Every now and then, we are reminded of the fragility of a footballer’s career. Of how a single moment on the pitch can inject an unwanted interlude into a promising story or even bring it to a swift and bitter end. A tackle, a tear, a break. We look on, cringing, wincing. Ouch! That looks bad.
For a player, such incidents can prove devastating – the mind thrown into turmoil, morale extinguished in an instant and doors to negative thought processes sprung ajar. Depression and feelings of helplessness soon follow: Why me? Will I ever play again? The road to recovery is often a precarious one.
For some players, there is a way back; but for others, it’s terminal. And in very rare cases, misfortune can strike on more than one occasion. As was the case with Italian footballer Giovanni Griffith.
In 1952, the young defender (with Celtic roots on his father’s side) began his career at home-town club Parma before switching to Palermo three years later. A three-season spell at Roma followed before his trajectory landed him in Bergamo in 1960.
On April 9, 1961, the 27-year-old took to the field of play wearing the colours of Atalanta.

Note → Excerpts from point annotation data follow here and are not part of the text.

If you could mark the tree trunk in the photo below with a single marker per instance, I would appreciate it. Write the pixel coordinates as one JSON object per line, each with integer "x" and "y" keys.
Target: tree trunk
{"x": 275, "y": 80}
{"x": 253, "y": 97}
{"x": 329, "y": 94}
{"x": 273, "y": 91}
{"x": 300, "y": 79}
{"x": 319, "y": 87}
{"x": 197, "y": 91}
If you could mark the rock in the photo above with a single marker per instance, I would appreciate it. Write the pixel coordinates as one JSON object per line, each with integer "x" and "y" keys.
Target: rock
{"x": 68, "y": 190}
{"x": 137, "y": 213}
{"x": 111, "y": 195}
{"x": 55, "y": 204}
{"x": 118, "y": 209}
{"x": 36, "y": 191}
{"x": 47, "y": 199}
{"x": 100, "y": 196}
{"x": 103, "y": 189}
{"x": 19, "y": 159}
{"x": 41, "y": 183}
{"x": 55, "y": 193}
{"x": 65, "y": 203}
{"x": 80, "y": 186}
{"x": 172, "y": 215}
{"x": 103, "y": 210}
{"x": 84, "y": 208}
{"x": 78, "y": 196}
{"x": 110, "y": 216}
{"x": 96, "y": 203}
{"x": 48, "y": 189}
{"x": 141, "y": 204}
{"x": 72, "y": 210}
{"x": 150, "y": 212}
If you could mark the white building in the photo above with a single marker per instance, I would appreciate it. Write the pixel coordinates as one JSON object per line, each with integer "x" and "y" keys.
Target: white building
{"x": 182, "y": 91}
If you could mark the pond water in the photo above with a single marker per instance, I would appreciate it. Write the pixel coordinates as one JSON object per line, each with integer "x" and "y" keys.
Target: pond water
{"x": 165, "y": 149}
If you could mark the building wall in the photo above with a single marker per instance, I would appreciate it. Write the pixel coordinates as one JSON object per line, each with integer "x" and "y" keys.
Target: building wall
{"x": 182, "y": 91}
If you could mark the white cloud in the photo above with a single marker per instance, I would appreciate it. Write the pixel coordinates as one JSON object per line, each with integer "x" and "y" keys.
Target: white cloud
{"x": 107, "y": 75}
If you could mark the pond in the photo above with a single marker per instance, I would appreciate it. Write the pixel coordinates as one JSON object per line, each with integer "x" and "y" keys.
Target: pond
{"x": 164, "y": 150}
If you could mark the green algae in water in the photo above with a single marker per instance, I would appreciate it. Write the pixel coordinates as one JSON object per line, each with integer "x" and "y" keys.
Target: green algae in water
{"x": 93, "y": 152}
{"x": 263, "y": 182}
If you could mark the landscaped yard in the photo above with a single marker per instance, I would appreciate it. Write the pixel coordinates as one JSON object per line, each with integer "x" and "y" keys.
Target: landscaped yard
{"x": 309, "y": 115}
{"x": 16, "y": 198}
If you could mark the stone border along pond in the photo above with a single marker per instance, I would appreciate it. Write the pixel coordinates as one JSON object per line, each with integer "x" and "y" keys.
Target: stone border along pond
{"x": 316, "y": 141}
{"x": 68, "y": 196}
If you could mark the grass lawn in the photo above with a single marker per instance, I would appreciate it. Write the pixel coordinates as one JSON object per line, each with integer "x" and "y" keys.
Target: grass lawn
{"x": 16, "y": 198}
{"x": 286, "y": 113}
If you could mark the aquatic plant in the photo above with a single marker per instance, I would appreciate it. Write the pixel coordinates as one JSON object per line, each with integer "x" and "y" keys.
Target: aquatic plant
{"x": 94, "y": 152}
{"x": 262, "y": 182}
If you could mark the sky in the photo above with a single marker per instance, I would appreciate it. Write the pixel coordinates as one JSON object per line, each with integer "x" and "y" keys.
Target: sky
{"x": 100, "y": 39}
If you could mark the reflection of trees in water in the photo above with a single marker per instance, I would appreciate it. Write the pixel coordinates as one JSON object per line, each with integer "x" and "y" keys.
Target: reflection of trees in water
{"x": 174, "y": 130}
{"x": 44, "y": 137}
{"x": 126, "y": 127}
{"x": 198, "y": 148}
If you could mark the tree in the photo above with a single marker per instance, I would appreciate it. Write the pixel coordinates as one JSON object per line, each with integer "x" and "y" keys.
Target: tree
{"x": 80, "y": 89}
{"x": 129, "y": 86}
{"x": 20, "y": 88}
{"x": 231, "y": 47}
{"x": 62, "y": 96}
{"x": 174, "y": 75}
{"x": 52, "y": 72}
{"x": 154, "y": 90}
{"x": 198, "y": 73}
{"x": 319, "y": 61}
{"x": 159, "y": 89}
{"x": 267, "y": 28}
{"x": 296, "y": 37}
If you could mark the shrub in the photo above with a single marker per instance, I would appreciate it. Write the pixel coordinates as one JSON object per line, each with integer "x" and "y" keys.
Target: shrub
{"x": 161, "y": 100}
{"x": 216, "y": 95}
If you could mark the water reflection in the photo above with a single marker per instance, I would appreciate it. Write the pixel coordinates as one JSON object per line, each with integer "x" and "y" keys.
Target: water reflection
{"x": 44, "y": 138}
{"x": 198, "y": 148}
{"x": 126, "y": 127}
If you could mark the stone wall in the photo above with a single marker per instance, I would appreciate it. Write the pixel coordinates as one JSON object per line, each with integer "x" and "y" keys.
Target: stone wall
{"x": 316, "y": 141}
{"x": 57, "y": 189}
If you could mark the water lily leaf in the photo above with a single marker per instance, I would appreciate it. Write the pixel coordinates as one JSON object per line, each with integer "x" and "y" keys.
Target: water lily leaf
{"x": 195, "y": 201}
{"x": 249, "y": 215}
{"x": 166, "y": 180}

It had been a match day like any other: a light breakfast, the usual route to the Stadio Atleti Azzurri d’Italia, a team meeting followed by a warm-up on the grass, the pre-match nerves building throughout.
La Dea were sat in 10th place in Sere A and hoping to gain ground on their sixth-ranked opponents Sampdoria. Griffith had been in good form, playing alongside club legends Livio Roncoli (known as The Pharmacist) and Piero Gardoni in a team coached by future Azzurri boss Ferruccio Valcareggi. Meanwhile, unable to usurp Griffiths from the starting XI, 22-year-old defender Franco Nodari (who would go on to make more than 160 appearances for the club) had been sent out on loan to Abruzzo side Calcio Chieti.
The action began, both sides jostling for supremacy, Sampdoria with the upper hand. With barely seven minutes gone, visiting striker Ernesto Cucchiaroni advanced with the ball, Griffith rushed to make the challenge. The players came together in a violent clash prompting a unified gasp from the crowd – then silence, the gravity of the situation abundantly clear.
A stretcher, anxious looks on teammates’ faces, a player fighting back tears, sympathetic applause – it’s a scenario we have all seen unfold on the field of play. The first diagnosis from the Matteo Rota Hospital in Bergamo revealed a double exposed fracture of the tibia and fibula of the right leg, with escape of bone fragments.
As is often the case in such tragedies, football carries on while the player fades from memory, stuck on a hospital bed with too much time to think. After a while, hope of recovery returns, but it is a dangling rope just out of reach. A period of frustration ensues. Then more hope. Then more frustration. Hell. Eventually, strength returns, a finger wraps around the rope and the long climb to salvation begins, inch by inch.
There’s good news, the doctors are impressed with Griffith’s progress. A combination of strong bone fibres and effective physiotherapy has him walking, albeit with a limp, by October. Two months later, he is running and soon after, he is kicking a ball for the first time. There is a smile, a sense of relief. The worst is over.
On January 17, 1962, a euphoric Giovanni Griffith returned to the training ground for the first time since his double leg break 10 months earlier. He took part in a light session with his teammates – nothing serious, just a kick about for fun. After a few minutes, his confidence building, he went to receive the ball. At the same moment, the leg of a colleague came swinging into view, targeting the same object. There was no time to take evasive action. There followed a scream, not just of pain, but of anguish – the swansong of a cursed man.
Like some twisted real-life game of snakes and ladders, Giovanni Griffith had moved to within a step of completing his recovery before being plunged back to square one. But this time, he kept falling, further and further. Despite the best efforts of his coach and comrades, the player fell into a deep depression, bludgeoned by the reality that there was no way back from a second double leg break. The limits of medicine had already been surpassed on his first rehabilitation – this time his career was over.
It took four years for Giovanni Griffiths to recover from his second injury during which time he resolved to at least kick a ball again. Remarkably he did, playing two competitive games for Alessandria in 1965 before hanging up his boots for good, the risk of a third trauma too much to bear for the 31-year-old.
His departure opened the door for Franco Nodari’s return. The man who would later become known as the Marble Cat would go on to play an instrumental part in Atalanta’s Coppa Italia win a year later, the club’s only major trophy to date. But for Griffith, it felt like he had been sacrificed by the footballing Gods and cast into the wilderness so that others could bask in the glory.